六本松跡地は約6.5ヘクタール。国有地だったが、2004年に大学が法人化したためそれ以後は九大が所有。六本松からは来年4月までにおおむね伊都キャンパスへの移転が完了するが、その後の跡地の活用は決まっていない。
こども病院の移転候補地にも挙がったが、「土地取得費用が高い。土地の間を道路が走るので…」(市保健福祉局)などと取り下げた。市が人工島への移転を決めた今も、病院移転への期待は根強い。
六本松の跡地利用は、「跡地利用計画策定委員会」(県、市、地元、裁判所などで構成)が昨年跡地利用計画を策定し、その際にゾーニングを決めた。
南側に「裁判所」を誘致するほか、地下鉄駅に面している北側は「交通の利便性を活かし、賑わいの創出や地域の活性化に貢献できる複合的な利用」、中央部に「避難場所、憩いの場としての広場」を配置する計画となっている。この日の協議会で、裁判所の誘致は市住宅都市局が太鼓判を押した。

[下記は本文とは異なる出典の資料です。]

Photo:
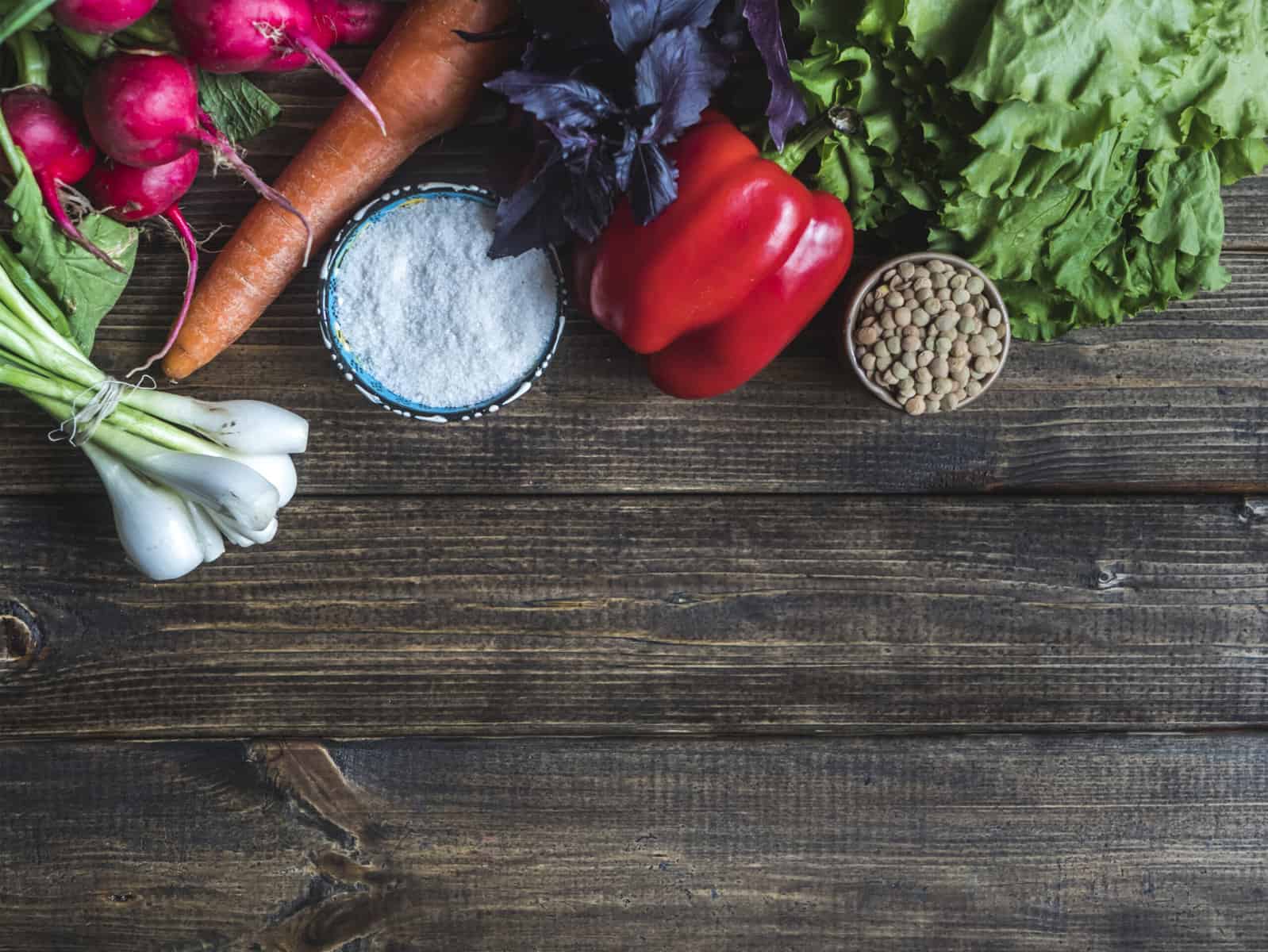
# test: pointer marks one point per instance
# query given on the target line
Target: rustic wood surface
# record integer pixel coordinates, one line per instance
(619, 615)
(882, 844)
(671, 625)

地元住民からは「市で買い取って活用してほしい」との声が多いというが、市は「市で買い取る予定はない」と固持。活用の用途を縛ることになるゾーニングについても「見直す考えはない」としている。また、箱崎キャンパス跡地については、地元の市民団体から「歴史的建造物を取り入れ、公園として利用してほしい」と提案がされているという。市は「市としていまのところ、具体的な構想、利用計画はない」としている。
福岡で優秀な人材を輩出し、地域発展の屋台骨を形成してきた九大。移転で残る広大な敷地をどう今後のまちづくりにどう生かすのか。市は現在のところ無策に近い状態だ。